At the beginning of June, the EU adopted a sixth package of punitive measures against Moscow, including, this time, a gradual embargo on oil purchases crude oil and petroleum products from Russia, which should make it possible to reduce them by 90% before 2023.
“This is an absolutely crucial measure because it is oil that allows Russia to hold out in this war,” analyzes Philippe Waechter, director of economic research at Ostrum Asset Management, a specialist in financial assets. “We talk a lot about Russian gas because Europe is very dependent on it, which gives Russia a significant power of nuisance. But oil brings in three times more money than gas for Russia and in this area the Europe has real leverage”.
The European embargo against Russia, which alone accounts for 11% of world production of black gold, raises the threat of a new surge in the price. But for the EU, it is above all an indispensable pressure tool against the Kremlin.

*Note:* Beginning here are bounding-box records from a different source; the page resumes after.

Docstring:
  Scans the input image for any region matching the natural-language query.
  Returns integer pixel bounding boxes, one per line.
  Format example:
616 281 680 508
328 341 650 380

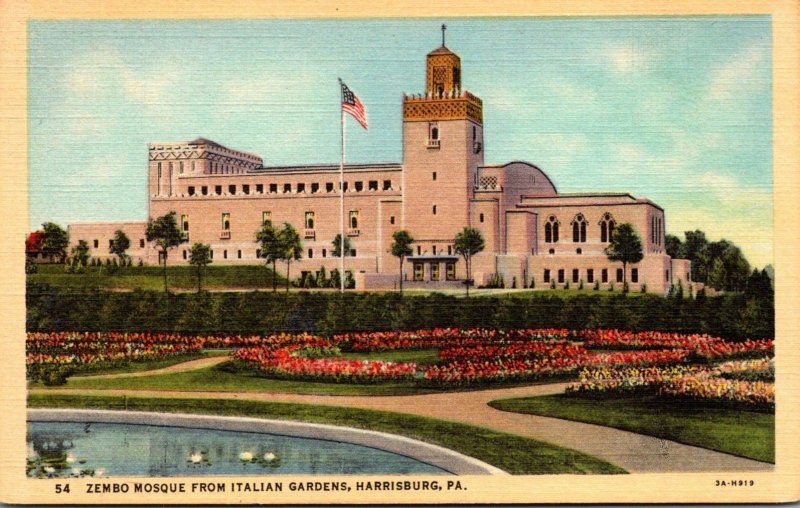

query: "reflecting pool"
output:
27 421 449 478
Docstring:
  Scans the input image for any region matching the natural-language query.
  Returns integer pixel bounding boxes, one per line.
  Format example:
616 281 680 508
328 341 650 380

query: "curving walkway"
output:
32 382 774 473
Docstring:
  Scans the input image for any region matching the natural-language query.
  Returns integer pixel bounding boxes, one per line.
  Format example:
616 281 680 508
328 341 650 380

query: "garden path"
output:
74 356 228 379
33 382 774 473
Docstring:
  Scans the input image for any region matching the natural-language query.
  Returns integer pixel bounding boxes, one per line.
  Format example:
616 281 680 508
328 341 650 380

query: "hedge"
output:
26 283 775 339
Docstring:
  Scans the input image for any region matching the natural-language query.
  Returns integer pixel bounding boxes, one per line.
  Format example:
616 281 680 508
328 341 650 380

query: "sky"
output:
28 16 773 267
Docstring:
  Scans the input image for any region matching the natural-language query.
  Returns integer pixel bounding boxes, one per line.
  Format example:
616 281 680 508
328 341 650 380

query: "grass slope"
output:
27 262 285 290
28 394 625 474
489 395 775 463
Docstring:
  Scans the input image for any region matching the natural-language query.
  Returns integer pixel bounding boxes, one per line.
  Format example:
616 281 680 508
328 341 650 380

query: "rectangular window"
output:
414 263 425 280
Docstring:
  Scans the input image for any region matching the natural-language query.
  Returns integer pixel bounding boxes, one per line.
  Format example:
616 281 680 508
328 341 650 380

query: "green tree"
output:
331 233 353 258
278 222 303 292
145 212 186 292
453 227 485 296
392 229 414 295
189 243 214 293
256 222 284 292
40 222 69 263
109 229 131 266
606 222 644 289
70 240 89 267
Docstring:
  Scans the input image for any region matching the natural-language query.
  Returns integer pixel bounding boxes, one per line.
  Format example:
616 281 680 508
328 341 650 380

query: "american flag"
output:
339 80 367 130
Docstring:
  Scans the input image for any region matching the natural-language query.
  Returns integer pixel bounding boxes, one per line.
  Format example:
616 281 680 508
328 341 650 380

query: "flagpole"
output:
339 79 345 293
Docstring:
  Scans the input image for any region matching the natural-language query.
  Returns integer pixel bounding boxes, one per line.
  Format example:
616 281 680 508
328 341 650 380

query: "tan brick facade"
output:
69 42 688 292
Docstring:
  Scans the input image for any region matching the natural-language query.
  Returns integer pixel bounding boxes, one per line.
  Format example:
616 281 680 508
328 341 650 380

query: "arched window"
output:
600 212 617 243
572 213 586 243
544 215 558 243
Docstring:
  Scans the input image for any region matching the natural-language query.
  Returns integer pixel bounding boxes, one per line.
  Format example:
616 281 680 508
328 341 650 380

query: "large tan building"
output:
69 38 689 292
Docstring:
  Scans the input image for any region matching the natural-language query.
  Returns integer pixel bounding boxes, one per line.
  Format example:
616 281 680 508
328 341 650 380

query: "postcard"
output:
0 1 800 505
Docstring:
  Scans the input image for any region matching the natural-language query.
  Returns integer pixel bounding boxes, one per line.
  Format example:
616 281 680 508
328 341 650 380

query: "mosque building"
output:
68 31 690 293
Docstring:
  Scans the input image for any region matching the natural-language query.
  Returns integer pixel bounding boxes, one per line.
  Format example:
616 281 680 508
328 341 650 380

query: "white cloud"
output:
707 45 769 101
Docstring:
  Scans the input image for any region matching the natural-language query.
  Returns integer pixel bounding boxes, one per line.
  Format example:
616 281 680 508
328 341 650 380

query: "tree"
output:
256 223 283 292
453 227 485 296
392 229 414 295
109 229 131 266
278 222 303 292
606 222 644 290
145 212 186 291
664 235 685 259
41 222 69 263
189 243 214 293
70 240 89 267
332 233 353 258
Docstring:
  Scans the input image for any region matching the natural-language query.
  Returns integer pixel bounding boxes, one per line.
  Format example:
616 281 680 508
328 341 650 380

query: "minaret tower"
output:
403 25 483 255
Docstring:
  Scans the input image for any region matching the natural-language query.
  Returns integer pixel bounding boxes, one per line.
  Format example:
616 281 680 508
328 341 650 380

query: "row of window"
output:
543 268 639 284
414 262 456 281
182 180 392 196
544 213 617 243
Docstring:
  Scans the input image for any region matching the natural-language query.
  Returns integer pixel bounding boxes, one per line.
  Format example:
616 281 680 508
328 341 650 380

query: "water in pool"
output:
27 422 448 478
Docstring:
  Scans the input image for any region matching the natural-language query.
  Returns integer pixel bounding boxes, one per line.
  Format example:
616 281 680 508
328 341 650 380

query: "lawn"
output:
27 264 285 290
28 394 625 474
490 395 775 463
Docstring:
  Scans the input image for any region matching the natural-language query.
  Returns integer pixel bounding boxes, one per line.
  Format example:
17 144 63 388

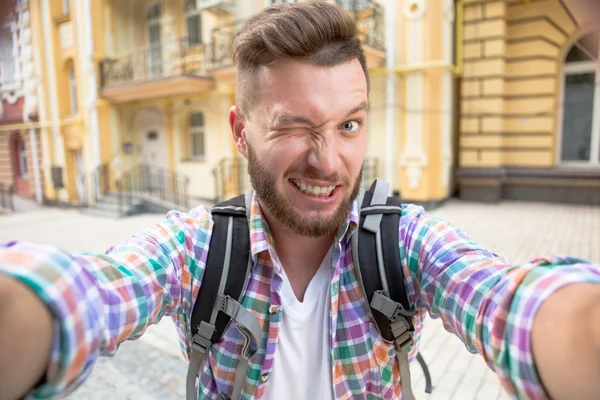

Threats to the industrial sector
If the banking and financial system has so far managed to cushion the shock of Western sanctions, some sectors are still hit hard by these measures. This is particularly the case for the automobile industry, which in April recorded a abysmal drop of 78.5% of vehicle sales, compared to the same month last year.
A fall which is explained by the conjunction of the embargo on electronic components imposed by the West, the departure of several international companies such as Nissan, Mercedes-Benz, Volkswagen or Renault as well as the context of international shortage.
“While post-Covid demand is very strong, some Chinese factories are still operating at slow speed, such as in the Shanghai region, still impacted by the pandemic,” explains Philippe Waechter. “For other Asian producers of electronic components such as South Korea, Taiwan or Japan, which have good relations with the West, Russia is far from being a priority market”.
Faced with the same supply disruptions, the Russian aviation industry must also deal with the closure of airspace imposed by Europe, the United States, the United Kingdom and Canada. Measures which considerably slowed down activity and generated a ticket price explosion from Russia.
However, according to official figures for April, certain sectors of activity have been relatively spared from the sanctions, such as oil and mining extraction or manufacturing production, which recorded drops of 1.6 and 2.1% compared to April 2021. At the same time, the pharmaceutical and beverage industries recorded double-digit growth.
Medium and long term consequences
“For the moment, the official figures do not show a strong general drop in production” underlines Julien Vercueil. “The initial impact has been more or less absorbed, despite a significant inflationary peak. But in the medium and long term, the decoupling of Russia from Western economies will have serious consequences in terms of the level of life and technological capacities. The relationship with Asia can limit the damage, but in my opinion it will remain insufficient to fully offset them”.
“Russia is cushioning the blow today but what about its ability to bounce back?” asks Philippe Waechter. “Because not only does this war monopolize state revenues, but it also deprives Russia of the transfer of technology provided by Western companies. This represents a considerable innovation deficit that Moscow will have a hard time making up for, unless dramatically increase its dependence on China.”
In May, the Russian Ministry of Economy indicated that it forecast a contraction of the economy of around 7.8% to 8.8% for the year 2022, before a return to growth in 2023 thanks to a “structural transformation” of the economy. This would be the largest annual GDP drop in the last twenty years for the country.